Unsecured Credit Cards
Unsecured credit cards are the most common type of credit card. A security deposit is not necessary to get approved for one. This means the issuer doesn’t have any deposit to take if you fail to repay the debt.
Online lenders, credit unions, banks, and other financial institutions offer credit cards. If you get approved for one, you will be able to make purchases in restaurants, stores, online, or over the phone to any establishment that accepts credit cards as payments. However, you have to make sure that you won’t exceed your credit limit and fully pay your debt monthly to avoid expensive interests or penalties.
Types of Unsecured Loans
The forms of unsecured loans stated above can either be a revolving loan or a term loan. Below are the types of unsecured loans:
- Revolving Loan– this type of Loan has a credit limit that you can spend, repay, and spend again.
- Term Loan– this type of loan lets you borrow money to be paid in installments until the end of the loan term.
- Consolidation Loan– this type of loan lets you pay off multiple debts.
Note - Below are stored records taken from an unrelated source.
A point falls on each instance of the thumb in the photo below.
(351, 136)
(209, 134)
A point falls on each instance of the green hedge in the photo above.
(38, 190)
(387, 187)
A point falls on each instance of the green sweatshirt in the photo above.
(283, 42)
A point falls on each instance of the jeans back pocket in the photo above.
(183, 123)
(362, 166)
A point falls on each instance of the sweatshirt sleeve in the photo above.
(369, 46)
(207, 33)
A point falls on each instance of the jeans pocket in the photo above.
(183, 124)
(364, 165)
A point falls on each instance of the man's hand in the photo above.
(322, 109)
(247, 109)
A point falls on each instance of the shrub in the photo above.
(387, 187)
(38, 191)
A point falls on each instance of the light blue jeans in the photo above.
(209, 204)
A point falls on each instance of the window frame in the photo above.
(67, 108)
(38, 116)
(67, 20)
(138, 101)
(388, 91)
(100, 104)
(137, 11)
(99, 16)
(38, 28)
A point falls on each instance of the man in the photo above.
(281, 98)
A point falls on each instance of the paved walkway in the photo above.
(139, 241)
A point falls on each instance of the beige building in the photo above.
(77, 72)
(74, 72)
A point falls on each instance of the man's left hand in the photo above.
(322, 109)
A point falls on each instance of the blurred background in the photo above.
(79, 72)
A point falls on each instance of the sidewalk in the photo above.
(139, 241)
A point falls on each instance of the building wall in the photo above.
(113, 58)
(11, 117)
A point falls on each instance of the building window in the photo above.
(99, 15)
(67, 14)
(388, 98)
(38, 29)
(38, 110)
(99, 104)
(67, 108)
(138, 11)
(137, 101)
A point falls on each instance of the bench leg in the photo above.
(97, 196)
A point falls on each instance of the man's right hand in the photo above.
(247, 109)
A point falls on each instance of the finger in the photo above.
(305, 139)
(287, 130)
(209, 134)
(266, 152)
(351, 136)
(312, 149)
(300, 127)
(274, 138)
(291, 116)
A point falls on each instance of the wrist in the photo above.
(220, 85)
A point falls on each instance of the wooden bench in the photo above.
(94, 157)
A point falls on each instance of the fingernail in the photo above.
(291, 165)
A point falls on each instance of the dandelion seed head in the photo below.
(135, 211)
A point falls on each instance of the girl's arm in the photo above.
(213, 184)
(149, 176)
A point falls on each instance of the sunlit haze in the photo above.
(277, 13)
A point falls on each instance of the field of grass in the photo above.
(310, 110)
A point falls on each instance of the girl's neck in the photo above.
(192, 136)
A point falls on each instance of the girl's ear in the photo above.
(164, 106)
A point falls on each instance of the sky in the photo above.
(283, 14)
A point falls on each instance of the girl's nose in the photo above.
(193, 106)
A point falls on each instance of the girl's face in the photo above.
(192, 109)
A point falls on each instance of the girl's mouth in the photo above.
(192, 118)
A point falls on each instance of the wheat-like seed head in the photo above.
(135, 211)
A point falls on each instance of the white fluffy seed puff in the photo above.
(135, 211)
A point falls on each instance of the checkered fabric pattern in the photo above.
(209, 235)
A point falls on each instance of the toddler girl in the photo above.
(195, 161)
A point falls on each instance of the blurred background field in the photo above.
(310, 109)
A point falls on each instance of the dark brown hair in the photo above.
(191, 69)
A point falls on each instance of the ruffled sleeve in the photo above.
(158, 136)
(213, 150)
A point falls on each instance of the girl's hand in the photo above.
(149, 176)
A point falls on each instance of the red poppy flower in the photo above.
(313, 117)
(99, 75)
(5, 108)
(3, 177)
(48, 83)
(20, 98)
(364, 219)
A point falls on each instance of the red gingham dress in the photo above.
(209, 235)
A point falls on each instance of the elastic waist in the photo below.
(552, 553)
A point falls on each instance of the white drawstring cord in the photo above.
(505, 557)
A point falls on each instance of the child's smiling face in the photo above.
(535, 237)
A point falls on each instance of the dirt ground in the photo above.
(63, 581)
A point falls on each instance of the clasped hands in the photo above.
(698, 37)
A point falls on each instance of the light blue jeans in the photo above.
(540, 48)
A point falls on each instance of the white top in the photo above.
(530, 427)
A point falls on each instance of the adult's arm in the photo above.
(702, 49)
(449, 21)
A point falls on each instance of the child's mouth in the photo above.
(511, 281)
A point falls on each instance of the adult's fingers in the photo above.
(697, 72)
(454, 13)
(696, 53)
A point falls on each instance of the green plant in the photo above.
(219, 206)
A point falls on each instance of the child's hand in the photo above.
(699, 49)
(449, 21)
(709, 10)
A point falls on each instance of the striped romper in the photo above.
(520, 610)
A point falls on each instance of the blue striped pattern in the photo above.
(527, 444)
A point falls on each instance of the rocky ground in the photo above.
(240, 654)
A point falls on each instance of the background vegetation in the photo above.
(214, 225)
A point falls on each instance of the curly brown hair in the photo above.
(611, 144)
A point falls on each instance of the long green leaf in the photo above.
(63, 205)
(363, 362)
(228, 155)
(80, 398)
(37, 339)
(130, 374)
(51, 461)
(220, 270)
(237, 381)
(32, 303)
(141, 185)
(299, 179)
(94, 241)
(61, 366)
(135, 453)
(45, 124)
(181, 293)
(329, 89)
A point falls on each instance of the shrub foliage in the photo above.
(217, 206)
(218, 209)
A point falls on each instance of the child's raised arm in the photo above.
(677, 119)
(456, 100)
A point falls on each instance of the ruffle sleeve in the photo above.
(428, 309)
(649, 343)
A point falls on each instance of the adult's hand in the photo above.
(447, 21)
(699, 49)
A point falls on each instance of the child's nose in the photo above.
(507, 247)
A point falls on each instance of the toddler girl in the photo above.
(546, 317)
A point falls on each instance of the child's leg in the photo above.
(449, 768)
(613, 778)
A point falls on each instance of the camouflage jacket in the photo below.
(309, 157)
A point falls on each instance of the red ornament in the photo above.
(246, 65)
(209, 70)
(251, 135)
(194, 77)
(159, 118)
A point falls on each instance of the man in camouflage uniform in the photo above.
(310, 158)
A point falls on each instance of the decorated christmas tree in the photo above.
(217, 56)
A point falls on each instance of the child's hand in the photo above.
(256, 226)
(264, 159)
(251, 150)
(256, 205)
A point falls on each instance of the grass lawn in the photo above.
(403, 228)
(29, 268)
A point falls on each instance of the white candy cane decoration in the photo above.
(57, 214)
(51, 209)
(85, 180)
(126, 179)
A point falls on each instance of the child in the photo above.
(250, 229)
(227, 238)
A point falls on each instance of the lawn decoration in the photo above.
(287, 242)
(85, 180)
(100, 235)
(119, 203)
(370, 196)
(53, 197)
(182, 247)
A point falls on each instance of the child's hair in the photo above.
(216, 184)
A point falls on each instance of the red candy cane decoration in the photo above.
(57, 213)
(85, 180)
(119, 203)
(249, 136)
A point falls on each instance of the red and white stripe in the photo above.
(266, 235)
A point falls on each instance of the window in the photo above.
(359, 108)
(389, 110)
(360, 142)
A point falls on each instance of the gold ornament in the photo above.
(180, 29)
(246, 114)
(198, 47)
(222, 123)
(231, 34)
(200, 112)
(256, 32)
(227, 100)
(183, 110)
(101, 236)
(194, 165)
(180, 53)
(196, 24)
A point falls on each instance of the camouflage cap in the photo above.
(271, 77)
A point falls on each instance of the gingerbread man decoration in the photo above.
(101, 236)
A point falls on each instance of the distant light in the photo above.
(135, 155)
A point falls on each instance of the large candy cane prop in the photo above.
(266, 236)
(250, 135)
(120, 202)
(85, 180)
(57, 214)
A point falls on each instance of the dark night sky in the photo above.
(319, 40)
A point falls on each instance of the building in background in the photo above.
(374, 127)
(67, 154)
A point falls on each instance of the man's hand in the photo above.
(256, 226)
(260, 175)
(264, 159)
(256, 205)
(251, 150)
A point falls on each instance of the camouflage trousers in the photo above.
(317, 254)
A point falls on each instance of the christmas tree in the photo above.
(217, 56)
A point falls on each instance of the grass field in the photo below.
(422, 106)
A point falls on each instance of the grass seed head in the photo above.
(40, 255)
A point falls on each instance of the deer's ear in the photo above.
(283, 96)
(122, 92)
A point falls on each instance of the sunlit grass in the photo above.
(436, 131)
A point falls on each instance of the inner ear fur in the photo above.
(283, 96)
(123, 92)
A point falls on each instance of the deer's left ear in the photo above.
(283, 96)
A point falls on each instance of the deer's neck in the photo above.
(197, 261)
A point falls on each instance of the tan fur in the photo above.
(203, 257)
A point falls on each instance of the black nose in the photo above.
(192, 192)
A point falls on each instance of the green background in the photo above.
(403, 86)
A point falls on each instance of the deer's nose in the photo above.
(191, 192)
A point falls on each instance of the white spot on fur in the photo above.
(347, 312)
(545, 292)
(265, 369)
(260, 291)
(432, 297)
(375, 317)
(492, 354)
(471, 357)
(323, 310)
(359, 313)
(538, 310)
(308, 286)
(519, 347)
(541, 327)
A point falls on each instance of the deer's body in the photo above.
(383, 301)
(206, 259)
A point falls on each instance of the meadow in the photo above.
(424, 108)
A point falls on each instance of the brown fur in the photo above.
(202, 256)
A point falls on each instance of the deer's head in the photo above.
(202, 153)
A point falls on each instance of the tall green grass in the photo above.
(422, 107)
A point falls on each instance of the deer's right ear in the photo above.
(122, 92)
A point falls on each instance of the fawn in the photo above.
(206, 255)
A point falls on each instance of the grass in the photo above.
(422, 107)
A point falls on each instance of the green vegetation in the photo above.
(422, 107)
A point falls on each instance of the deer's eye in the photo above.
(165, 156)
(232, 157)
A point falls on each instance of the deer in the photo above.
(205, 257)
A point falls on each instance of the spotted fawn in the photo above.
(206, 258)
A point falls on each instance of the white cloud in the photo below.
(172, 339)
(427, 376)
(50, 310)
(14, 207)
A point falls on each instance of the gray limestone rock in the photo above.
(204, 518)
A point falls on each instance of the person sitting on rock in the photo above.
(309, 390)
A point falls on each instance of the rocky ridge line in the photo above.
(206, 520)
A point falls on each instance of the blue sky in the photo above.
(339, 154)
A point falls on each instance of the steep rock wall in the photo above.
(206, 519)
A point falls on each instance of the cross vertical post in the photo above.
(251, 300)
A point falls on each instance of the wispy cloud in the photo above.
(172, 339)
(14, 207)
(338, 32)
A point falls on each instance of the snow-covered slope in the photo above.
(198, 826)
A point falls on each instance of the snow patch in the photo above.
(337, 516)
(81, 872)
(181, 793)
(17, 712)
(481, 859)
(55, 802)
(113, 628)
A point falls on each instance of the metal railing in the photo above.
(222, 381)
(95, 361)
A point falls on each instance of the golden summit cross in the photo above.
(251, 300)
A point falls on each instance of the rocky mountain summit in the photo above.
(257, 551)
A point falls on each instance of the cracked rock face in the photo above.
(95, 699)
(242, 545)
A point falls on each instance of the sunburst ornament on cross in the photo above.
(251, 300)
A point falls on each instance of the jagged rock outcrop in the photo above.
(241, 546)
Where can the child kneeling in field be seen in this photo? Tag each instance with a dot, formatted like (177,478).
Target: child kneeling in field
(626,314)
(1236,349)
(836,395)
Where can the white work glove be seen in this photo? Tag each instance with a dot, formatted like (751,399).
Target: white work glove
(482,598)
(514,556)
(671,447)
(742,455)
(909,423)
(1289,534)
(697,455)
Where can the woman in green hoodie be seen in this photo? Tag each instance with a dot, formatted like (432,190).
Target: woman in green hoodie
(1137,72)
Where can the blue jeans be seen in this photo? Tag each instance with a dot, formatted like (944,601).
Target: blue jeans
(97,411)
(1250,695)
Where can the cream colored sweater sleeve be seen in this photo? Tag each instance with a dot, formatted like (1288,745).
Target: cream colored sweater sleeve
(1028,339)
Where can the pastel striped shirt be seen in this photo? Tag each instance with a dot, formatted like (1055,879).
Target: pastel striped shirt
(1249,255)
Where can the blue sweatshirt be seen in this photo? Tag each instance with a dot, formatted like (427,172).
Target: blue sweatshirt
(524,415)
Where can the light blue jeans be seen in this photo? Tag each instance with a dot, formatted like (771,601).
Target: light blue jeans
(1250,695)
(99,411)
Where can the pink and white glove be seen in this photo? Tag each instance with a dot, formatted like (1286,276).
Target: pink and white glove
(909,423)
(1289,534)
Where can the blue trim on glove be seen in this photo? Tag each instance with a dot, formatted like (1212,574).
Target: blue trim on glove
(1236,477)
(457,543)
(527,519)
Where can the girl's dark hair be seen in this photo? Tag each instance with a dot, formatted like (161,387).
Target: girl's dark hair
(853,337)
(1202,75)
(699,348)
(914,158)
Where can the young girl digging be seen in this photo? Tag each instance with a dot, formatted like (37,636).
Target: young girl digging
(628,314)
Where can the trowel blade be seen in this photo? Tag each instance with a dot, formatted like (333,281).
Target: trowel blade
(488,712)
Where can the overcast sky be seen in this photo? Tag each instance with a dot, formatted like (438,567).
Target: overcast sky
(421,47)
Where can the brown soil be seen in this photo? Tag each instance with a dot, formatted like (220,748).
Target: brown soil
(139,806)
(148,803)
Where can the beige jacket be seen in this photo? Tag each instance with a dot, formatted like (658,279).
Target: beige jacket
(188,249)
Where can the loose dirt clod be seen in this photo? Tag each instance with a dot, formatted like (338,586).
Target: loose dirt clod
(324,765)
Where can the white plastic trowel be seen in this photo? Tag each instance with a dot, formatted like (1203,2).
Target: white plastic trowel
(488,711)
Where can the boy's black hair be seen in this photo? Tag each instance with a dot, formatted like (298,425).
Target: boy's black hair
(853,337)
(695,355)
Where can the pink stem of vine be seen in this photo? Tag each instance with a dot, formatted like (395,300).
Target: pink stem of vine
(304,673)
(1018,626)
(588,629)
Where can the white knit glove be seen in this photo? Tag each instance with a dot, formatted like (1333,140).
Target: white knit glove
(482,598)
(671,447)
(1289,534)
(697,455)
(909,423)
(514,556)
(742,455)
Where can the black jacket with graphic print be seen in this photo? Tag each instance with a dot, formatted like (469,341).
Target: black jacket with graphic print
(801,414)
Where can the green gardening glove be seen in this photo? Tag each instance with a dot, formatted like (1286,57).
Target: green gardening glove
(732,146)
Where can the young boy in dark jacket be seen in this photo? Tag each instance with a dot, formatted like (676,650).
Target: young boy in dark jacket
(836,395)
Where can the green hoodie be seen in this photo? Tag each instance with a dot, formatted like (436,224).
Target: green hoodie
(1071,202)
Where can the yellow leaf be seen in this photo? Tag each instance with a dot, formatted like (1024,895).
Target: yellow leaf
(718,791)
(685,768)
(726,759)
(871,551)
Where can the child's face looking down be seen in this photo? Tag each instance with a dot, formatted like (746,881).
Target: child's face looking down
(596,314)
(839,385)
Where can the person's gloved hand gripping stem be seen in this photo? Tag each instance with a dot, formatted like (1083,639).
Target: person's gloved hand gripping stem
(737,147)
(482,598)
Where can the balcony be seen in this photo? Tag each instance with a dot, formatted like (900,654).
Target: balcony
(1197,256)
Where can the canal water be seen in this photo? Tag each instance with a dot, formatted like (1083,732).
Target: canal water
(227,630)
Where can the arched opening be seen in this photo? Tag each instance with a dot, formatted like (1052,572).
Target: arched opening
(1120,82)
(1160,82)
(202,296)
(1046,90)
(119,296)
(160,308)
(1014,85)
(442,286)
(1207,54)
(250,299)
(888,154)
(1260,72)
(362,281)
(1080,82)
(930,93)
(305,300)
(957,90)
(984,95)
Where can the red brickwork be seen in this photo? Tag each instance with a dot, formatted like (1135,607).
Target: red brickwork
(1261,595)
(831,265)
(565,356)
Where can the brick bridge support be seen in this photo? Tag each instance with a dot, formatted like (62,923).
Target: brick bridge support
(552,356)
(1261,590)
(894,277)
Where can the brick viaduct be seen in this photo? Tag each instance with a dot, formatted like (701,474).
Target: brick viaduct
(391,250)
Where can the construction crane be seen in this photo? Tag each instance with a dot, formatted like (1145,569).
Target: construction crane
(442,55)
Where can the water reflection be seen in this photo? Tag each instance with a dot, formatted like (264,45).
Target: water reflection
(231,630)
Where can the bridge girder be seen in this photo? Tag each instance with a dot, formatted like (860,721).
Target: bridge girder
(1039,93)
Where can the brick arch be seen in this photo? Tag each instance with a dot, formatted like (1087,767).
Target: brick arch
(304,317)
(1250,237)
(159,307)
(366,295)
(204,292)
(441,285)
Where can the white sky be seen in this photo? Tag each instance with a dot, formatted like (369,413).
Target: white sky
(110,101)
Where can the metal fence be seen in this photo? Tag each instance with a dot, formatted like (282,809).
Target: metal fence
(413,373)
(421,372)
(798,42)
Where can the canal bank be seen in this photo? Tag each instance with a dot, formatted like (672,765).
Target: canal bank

If you don’t want to risk losing any of your assets in getting a loan, applying for an unsecured loan is an excellent way to go. It will help if you keep in mind that most unsecured loans come with higher interest rates, fees, unfavorable loan terms, and require good credit scores. However, finding the right lender can help you with that problem. Furthermore, always remember to apply for an unsecured loan you can afford to avoid being stuck with the debt.